Le projet est développé en deux parties. L’équipe du CEVIPOF a la responsabilité de l’enquête quantitative sur les nouvelles pratiques médiatiques et politiques des citoyens et celle de l’analyse des relations complexes entre ces pratiques. Les chercheurs du CARISM analysent quant à eux la réception de l’information politique par les citoyens : analyse du traitement secondaire des données d’audience de l’Internet, observation en ligne et enquête qualitative. L’accent est mis sur la réception de l’information par les internautes.
Pour cette étude qualitative, plusieurs protocoles d’enquête sont mis en place :
- l’observation ethnographique en ligne sur des sites d’information des médias de masse permet d’éclairer les nouvelles formes civiques sur le Web. Il s’agit de repérer sur les espaces participatifs les différentes formes d’engagement au site, les formes d’échange entre internautes et d’analyser les modes de sociabilité ;
- des entretiens collectifs et individuels mettent en lumière les poids relatifs de la sociabilité ordinaire et des liens virtuels dans la formation des opinions ;
- des entretiens approfondis sont également organisés pour expliquer le déploiement de l’information politique dans les formes de sociabilité, et notamment pour comprendre l’instrumentalisation de cette information, c'est-à -dire les liens existant entre pratiques informationnelles et pratiques citoyennes.
Ce projet de recherche a pour objet une plus grande compréhension de l’exercice de la citoyenneté ordinaire qui se ressource dans les pratiques d’information politique et les pratiques de sociabilité. L’intérêt particulier porté aux usages de l’Internet permet de saisir la reconfiguration des accès et de l’usage de l’information politique qui redéploient tant l’ensemble des sources d’information médiatique que les modes des sociabilité autour du politique. Plusieurs séminaires[10] et publications ont déjà été réalisées[11].
Le projet du Département des Études, de la Prospective et des Statistiques (ministère de la Culture et de la Communication)
Dans le prolongement du projet Mediapolis de l’ANR, une convention de recherche avec le DEPS du ministère de la Culture et de la Communication a pour objet l’analyse des impacts de l’Internet sur les pratiques informationnelles individuelles, et plus largement, sur l’écologie des systèmes informationnels des individus. Ce projet de recherche est assuré en collaboration avec Orange Labs Sense.
En offrant de nouvelles potentialités pratiques, les supports numériques concourent au changement de l’offre médiatique et des usages sociaux associés : les modes de consommation de l’actualité sont recomposés et l’internaute devient aujourd’hui un diffuseur et producteur central de l’information citoyenne. Pour le citoyen internaute, l’information n’est plus seulement un bien culturel, mais également un bien communicationnel. Ce nouveau rôle que prend l’information prend au sein des réseaux et des plateformes d’échange virtuel entre les individus en fait un nouvel instrument au service du lien social et politique.

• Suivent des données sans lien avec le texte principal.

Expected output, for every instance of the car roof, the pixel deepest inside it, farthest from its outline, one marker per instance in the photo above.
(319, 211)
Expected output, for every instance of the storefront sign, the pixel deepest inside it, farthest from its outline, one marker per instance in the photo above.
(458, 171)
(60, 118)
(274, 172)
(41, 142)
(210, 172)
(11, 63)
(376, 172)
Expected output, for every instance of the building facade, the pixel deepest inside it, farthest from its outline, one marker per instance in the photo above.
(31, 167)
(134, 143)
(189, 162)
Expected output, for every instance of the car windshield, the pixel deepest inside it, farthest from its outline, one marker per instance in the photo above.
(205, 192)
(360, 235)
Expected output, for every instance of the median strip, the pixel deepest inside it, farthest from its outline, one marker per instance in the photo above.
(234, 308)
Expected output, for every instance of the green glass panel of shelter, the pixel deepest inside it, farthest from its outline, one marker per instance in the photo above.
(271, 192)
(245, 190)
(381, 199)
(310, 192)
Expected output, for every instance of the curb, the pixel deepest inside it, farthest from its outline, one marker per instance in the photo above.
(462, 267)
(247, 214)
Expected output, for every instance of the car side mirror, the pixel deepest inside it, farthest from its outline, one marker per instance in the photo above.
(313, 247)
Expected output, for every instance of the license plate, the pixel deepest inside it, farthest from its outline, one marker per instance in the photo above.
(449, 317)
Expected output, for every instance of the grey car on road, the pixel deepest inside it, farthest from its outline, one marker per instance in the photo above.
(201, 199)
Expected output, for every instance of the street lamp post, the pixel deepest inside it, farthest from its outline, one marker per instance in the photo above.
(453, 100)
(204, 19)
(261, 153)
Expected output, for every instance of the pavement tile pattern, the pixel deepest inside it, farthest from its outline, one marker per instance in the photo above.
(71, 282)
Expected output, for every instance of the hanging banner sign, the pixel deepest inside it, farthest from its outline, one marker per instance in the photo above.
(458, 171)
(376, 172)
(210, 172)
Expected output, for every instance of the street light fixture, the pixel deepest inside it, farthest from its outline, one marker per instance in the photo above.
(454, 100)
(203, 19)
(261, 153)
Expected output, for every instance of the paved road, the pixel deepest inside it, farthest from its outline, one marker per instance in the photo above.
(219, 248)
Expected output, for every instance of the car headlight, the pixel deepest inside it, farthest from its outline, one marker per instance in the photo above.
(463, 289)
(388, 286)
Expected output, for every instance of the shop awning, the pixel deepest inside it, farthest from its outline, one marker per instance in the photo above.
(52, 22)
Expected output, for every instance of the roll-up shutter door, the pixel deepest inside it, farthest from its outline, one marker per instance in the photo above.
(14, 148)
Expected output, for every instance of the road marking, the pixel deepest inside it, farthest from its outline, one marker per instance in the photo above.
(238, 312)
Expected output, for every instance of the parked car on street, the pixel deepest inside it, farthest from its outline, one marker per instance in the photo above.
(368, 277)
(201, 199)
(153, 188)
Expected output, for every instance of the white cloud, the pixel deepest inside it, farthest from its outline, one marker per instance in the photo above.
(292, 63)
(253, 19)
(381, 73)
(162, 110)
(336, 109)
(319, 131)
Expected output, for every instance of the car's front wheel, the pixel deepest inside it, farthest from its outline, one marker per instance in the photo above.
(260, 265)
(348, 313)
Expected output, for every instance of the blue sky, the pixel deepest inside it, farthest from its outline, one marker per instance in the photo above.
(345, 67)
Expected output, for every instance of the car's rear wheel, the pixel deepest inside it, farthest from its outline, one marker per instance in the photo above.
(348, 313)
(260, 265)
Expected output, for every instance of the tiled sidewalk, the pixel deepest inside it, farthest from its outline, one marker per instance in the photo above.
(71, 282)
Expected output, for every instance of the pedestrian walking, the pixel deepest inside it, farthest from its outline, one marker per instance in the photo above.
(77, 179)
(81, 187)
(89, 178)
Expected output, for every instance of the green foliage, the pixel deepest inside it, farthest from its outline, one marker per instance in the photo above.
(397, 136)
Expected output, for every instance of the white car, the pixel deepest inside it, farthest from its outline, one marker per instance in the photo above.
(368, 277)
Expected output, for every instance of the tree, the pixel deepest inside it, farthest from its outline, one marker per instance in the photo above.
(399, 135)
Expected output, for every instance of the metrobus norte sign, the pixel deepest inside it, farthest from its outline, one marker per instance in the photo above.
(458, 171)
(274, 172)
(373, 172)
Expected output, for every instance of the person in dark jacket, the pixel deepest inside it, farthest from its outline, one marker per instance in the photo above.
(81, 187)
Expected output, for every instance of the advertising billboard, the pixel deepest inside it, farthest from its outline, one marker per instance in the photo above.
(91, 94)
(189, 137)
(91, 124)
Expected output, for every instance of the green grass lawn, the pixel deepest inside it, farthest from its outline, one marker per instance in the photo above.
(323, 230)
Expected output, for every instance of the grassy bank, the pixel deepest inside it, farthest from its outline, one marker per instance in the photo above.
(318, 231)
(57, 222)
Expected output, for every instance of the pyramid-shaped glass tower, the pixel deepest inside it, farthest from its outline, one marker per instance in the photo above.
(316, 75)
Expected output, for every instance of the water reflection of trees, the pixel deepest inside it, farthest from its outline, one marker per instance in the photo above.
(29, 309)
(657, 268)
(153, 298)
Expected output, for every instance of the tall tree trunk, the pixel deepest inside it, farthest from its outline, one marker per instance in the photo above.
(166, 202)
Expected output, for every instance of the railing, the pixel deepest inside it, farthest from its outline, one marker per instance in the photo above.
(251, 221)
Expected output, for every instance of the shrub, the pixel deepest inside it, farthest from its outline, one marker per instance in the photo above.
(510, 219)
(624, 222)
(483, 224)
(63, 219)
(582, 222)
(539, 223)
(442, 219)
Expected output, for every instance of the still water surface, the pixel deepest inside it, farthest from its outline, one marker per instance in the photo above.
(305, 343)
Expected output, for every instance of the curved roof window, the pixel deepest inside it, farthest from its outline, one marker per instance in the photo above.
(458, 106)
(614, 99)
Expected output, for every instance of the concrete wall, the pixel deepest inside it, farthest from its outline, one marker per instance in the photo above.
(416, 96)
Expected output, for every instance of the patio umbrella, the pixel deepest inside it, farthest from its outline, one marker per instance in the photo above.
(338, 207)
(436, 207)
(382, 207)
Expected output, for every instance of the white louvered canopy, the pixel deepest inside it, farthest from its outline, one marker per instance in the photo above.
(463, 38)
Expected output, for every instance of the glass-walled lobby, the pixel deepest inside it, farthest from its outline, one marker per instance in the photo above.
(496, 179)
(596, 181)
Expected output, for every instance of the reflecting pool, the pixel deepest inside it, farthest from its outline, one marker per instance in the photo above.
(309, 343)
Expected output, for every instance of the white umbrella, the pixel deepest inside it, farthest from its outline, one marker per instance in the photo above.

De même l’Internet, réseaux des réseaux, représente un espace public d’échange, de diffusion et de production de l’information, désenclavant ainsi des lieux de débat en supportant l’expression identitaire individuelle. De nouveaux publics ont été mobilisés de manière individuelle, détachés des organisations ou communautés politiques traditionnelles.
Les procédés méthodologiques adoptés se concentrent sur les régimes de production et de consommation des contenus en ligne. Ils visent à soutenir l’étude de la réception de l’information, de son appropriation, de son partage et de sa production au travers des observations ethnographiques sur les espaces d’expression en ligne et des entretiens semi directifs avec blogueurs et producteurs amateurs.
Membre fondateur de groupements d’intérêt scientifique
Le GIS Journalisme
Le Groupement d’Intérêt Scientifique Journalisme[12] est institué en 2010 par 4 laboratoires de recherche universitaire : le CRAPE (université Rennes-1), le CARISM (université Panthéon-Assas), l’ELICO (université Lyon-II) et le GRIPIC (université Paris-Sorbonne) ; il a pour dessein une collaboration active des chercheurs dans les travaux qui ont trait au journalisme et à l’aune de plusieurs approches : sociologie, économie, sciences de l’information et de la communication, science politique, histoire, sciences du langage et littérature.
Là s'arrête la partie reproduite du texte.